I recently watched a video of a very interesting presentation given by Bret Victor at the Canadian University Software Engineering Conference. It was called Inventing on Principle.
It was interesting to me for many reasons. I'll mention two of them.
This blog is titled How to Write a Program, but I've never really said anything on the topic, apart from suggesting that unit tests are useful. I'll show some code, usually a small but complete program, and hope people can take something useful away from it. But watching the talk reminded me of something else I could share with you: I single step through my code in a debugger. I don't mean just when I'm tracking down a bug. I mean as a matter of course, after I've written a bit of code, I step through it to see if it behaves the way I expected it to.
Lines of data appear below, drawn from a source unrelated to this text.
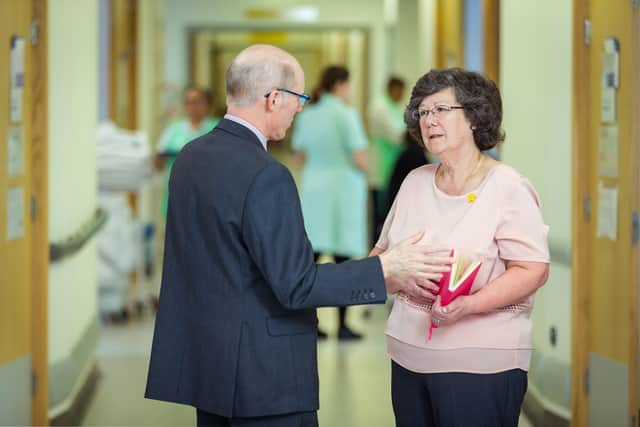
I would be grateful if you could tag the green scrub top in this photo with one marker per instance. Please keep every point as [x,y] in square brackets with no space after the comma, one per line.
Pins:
[334,191]
[173,138]
[388,151]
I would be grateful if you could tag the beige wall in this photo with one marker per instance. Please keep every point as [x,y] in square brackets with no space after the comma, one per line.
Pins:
[536,84]
[73,93]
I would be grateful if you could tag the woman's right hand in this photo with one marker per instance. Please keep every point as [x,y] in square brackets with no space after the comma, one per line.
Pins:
[413,269]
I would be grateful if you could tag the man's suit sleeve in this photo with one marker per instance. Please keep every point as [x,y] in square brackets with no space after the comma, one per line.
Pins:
[274,233]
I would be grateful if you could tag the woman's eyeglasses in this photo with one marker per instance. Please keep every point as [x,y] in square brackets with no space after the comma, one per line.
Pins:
[436,110]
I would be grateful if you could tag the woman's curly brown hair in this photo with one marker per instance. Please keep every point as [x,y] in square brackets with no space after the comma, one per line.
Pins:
[478,95]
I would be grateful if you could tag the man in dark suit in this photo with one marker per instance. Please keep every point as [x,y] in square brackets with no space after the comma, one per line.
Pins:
[236,328]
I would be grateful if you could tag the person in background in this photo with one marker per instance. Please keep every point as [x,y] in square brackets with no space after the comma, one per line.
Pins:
[197,121]
[473,372]
[386,128]
[413,156]
[332,147]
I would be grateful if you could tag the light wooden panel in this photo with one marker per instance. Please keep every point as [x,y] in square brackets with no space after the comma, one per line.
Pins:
[15,277]
[610,286]
[580,233]
[40,229]
[491,25]
[605,281]
[450,34]
[634,153]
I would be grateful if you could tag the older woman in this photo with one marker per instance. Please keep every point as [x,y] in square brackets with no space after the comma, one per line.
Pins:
[473,372]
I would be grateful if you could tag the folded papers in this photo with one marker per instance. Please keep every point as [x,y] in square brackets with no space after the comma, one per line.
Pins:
[458,281]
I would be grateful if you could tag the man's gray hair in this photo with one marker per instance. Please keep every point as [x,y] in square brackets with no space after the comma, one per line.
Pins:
[253,73]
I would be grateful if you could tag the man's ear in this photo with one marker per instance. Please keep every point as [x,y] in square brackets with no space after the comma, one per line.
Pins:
[271,100]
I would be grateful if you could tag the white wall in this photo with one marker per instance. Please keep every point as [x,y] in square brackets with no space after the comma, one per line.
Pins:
[536,85]
[73,100]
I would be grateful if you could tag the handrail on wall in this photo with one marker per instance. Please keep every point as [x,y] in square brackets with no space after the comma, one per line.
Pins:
[75,242]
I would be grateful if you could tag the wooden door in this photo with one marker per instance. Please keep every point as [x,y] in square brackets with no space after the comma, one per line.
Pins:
[124,16]
[605,170]
[491,42]
[23,214]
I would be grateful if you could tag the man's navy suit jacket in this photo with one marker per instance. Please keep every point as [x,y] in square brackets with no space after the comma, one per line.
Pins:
[236,327]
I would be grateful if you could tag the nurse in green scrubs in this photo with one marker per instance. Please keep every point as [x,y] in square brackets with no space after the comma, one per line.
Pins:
[329,139]
[197,122]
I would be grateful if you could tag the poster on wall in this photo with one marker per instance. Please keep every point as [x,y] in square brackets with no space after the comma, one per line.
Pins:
[15,213]
[15,151]
[16,79]
[610,79]
[608,151]
[607,212]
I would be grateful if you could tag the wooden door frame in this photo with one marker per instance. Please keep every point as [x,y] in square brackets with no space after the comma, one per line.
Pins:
[40,231]
[441,34]
[117,44]
[634,397]
[581,166]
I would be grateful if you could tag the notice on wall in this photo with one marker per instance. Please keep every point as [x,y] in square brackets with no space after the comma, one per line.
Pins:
[607,212]
[610,79]
[15,151]
[608,151]
[15,213]
[16,79]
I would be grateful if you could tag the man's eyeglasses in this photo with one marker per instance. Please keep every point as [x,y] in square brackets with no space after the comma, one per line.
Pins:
[302,98]
[436,110]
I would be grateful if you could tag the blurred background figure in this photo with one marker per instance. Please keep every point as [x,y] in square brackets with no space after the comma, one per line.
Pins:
[332,147]
[386,126]
[412,156]
[197,121]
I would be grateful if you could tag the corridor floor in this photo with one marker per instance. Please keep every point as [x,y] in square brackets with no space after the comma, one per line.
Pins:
[354,377]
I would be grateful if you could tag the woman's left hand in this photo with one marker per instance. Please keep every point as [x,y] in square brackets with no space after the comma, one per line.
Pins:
[456,310]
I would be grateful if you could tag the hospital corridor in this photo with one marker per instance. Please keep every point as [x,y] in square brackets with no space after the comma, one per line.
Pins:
[432,203]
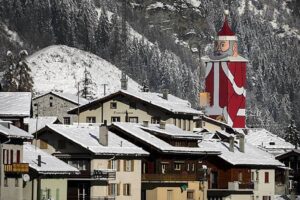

It's confirmation you wrote what you thought you wrote. Bret demonstrated a cool coding environment that gives you some of that feedback immediately, as you write the code, without recourse to a debugger.
On a totally different level, the talk was interesting to me because I have teenage sons who I occasionally attempt to advise. One of the (not particularly original) bits of advice I always believed to be important, humane and uncynical was that you should follow your heart: find something that matters to you intrinsically and then work hard in that field and make a contribution. (However, my children don't yet know what matters to them, apart from access to computer games and the internet - we are fortunate to live where food, shelter and security are a given.) I love seeing or hearing something that forces me to re-evaluate my basic long-held assumptions and Bret Victor's presentation was one of the most thought-provoking I can ever remember watching. I'm glad I saw it.